Por Elenilson Nascimento

Quem melhor para julgar os “melhores filmes GLBT vistos em 2014” do que pessoas que amam cinema e não têm preconceitos com nada? Talvez por isso mesmo que o site Dois Terços tenha me delegado essa missão, muito difícil por sinal para um comedor de livros que arrota filmes. Pois passei a última semana revendo minhas anotações sobre o tema, e estou agora me gabando por ter elaborado, em meio a tantas listas, uma listinhas de filmes fundamentais vistos nesse ano que, enfim, se finda.

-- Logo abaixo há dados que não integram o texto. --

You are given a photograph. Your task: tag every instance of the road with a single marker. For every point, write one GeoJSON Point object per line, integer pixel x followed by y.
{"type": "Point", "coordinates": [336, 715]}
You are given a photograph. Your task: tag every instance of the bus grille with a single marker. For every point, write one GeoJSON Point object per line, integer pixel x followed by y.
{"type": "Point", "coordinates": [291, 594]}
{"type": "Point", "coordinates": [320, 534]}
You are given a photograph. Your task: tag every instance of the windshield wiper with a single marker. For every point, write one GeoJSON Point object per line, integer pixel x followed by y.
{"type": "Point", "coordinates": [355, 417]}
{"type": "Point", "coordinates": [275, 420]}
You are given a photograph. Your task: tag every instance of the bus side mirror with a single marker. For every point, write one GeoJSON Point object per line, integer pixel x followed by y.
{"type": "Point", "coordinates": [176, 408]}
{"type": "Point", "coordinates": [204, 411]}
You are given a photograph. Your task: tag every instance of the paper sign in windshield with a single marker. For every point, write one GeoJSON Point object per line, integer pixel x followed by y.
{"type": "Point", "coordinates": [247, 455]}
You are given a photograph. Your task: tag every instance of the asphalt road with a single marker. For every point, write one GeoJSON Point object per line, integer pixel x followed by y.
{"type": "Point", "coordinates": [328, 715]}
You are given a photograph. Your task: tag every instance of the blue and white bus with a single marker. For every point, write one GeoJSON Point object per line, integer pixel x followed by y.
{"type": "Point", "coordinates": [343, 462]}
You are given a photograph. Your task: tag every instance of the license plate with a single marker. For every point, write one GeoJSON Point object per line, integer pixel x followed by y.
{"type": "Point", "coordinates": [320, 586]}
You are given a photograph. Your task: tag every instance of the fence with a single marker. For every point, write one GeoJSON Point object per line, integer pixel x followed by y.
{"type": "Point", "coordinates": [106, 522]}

2014 foi marcado por um equilíbrio interessante entre superproduções e produções independentes, provocativas e autorais. Além das animações, que começou o ano com força total, e dos dramas de novos diretores nacionais, a ficção científica e os temas GLBT também estiveram em alta, seja voltada para o público adolescente, com adaptações literárias, ou para o adulto mais exigente.

Na lista abaixo, nada convencional, um pouco da opinião pessoal de um autor que busca em filmes os seus enredos inteligentes e não os temas comerciais de sempre sobre o que há, ou houve de melhor nos cinemas nesses últimos anos. Essa lista não é só dos lançamentos de 2014, mas do que de melhor foi lançado nos últimos anos, mas, infelizmente, ainda ignorados pelo público. Uma lista bem variada que contém muitos filmes artísticos, mas também bastante blockbusters e até algumas p~erolas raras. Aproveitem e deixem nos comentários as suas próprias listas e suas opiniões sobre a nossa, e respondam a pergunta, qual grande filme dessa última década faltou nesse listão?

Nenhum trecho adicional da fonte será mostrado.